A Simple Echo Server

In this chapter, we'll write a basic echo server in Ruby, using Maelstrom as a test harness. An echo server accepts messages from clients with some payload, and replies to that client with the same payload.

This chapter uses the Ruby programming language. Your package manager probably has Ruby packages, but if not, see the Ruby language website. You should be able to run

ruby -v
ruby 2.7.2p137 (2020-10-01 revision 5445e04352) [x86_64-linux-gnu]

You can also follow along in the language of your choice--any language that has a JSON parser should work. :-)

Starting Up

Maelstrom works with any kind of binary, feeding it network messages on stdin, receiving network messages from stdout, and logging information on stderr. The binary we're going to write is a Ruby script, so open up a new file in your favorite editor--let's call it echo.rb:

#!/usr/bin/env ruby

class EchoServer
  def main!
    while line = STDIN.gets
      STDERR.puts "Received #{line.inspect}"
    end
  end
end

EchoServer.new.main!

This is a small program which simply loops over lines from stdin, printing out each one to stderr as it's received. We print to stderr because that's where Maelstrom debugging information goes--stdout is reserved for network messages.

We'll have to make that script executable, so we can run it:

$ chmod +x echo.rb
$ ./echo.rb

Now we can type lines of text into the server, and confirm that they're being received correctly.

Hello, server!
Received "Hello, server!\n"
How are you?
Received "How are you?\n"

Let's try this server out with Maelstrom. We'll tell Maelstrom we'd like to test an echo server, that our binary is called echo.rb, that it should run one instance of that server on a node called n1, that we'd like to run the test for ten seconds, and that we'd like to see stderr log messages in the Maelstrom logs.
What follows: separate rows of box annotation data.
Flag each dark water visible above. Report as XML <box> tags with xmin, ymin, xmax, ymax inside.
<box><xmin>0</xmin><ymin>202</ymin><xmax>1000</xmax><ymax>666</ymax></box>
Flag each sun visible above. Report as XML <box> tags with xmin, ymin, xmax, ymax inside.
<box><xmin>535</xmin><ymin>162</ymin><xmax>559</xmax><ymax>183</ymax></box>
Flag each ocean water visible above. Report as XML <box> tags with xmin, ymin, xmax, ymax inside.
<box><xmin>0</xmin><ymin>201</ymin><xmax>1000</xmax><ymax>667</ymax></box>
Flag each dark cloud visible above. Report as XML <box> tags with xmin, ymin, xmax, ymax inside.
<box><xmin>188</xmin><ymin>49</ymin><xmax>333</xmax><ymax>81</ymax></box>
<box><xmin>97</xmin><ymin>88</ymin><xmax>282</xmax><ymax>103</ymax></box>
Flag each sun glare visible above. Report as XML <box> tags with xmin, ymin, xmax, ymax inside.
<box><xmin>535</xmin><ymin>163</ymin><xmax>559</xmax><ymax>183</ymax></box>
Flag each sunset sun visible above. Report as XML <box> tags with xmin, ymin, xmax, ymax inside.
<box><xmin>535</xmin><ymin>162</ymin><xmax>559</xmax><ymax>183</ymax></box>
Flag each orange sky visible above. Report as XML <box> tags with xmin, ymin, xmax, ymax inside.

$ ./maelstrom test -w echo --bin echo.rb --nodes n1 --time-limit 10 --log-stderr
...
INFO [2021-02-07 16:33:15,155] jepsen node n1 - maelstrom.db Setting up n1
INFO [2021-02-07 16:33:15,156] jepsen node n1 - maelstrom.process launching demo/echo/echo_demo.rb nil
INFO [2021-02-07 16:33:15,244] node n1 - maelstrom.process Received "{\"dest\":\"n1\",\"body\":{\"type\":\"init\",\"node_id\":\"n1\",\"node_ids\":[\"n1\"],\"msg_id\":1},\"src\":\"c1\"}\n"
INFO [2021-02-07 16:33:25,169] jepsen node n1 - maelstrom.db Tearing down n1
WARN [2021-02-07 16:33:25,180] main - jepsen.core Test crashed!
java.lang.RuntimeException: timed out

Maelstrom started our node n1, calling echo.rb with no arguments (nil). Our server got an init message from Maelstrom: "{\"dest\":\"n1\", ...}". Then the test harness timed out. That's fine! Maelstrom expected our server to do more, but this is a good first start!

A Tiny Network Server

Maelstrom sent our server an initialization network message, telling the server what its ID was and who else was in the cluster. We need to parse this message, and remember our node ID. Let's require a JSON parser, and add a variable for node identifiers:

require 'json'

class EchoServer
  def initialize
    @node_id = nil
  end
  ...

In the main loop, we'll parse each line we receive as JSON.

  def main!
    while line = STDIN.gets
      req = JSON.parse line, symbolize_names: true
      STDERR.puts "Received #{req.inspect}"
    end
  end

Let's give that a shot:

$ ./maelstrom test -w echo --bin echo.rb --nodes n1 --time-limit 10 --log-stderr
...
INFO [2021-02-08 10:34:21,262] node n1 - maelstrom.process Received {:dest=>"n1", :body=>{:type=>"init", :node_id=>"n1", :node_ids=>["n1"], :msg_id=>1}, :src=>"c1"}
...

The test also crashes with clojure.lang.ExceptionInfo: Expected node n1 to respond to an init message, but node did not respond., but that's all right for now: we'll send a response later.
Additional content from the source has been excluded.